The NYPD is learning a hard lesson about the dangers of buying a declining smartphone platform in bulk. The New York Post understands that the police force is replacing all 36,000 of its officers' Windows phones with iPhones just two years after the rollout began. It's not exactly clear as to why, but Microsoft recently ended support for Windows Phone 8.1 -- the standard-issue Lumia 830 and 640 XL devices won't get any help if something goes wrong. The switch to iPhones also suggests that the NYPD doesn't see a long-term value in upgrading to Windows 10 Mobile.
According to a source talking to the Post, the ill-fated Windows handset purchase was largely (if not exclusively) the decision of deputy IT commissioner Jessica Tisch. She "insisted" on the platform because the NYPD was using Microsoft software for a video surveillance program at the Lower Manhattan Security Initiative Command Center. In other words: the force apparently bought phones without consultation on the mere belief that they might work more effectively with program infrastructure.
The devices have made officers' lives easier, to be clear. They can receive alerts, search databases and file reports while in the field. It's just that the devices themselves may have a limited lifespan.
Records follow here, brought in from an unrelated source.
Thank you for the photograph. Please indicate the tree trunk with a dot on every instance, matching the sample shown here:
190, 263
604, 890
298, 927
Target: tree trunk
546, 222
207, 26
The force says it won't comment on story until after Tisch's return from vacation on August 28th (today, if you're reading this in time). If the scoop is at all accurate, however, it already illustrates the dangers when an organization bets on a platform with an uncertain future. It doesn't matter how well software works in the short term if its long term fate looks grim -- outfits have to think about whether or not they'll have support years later.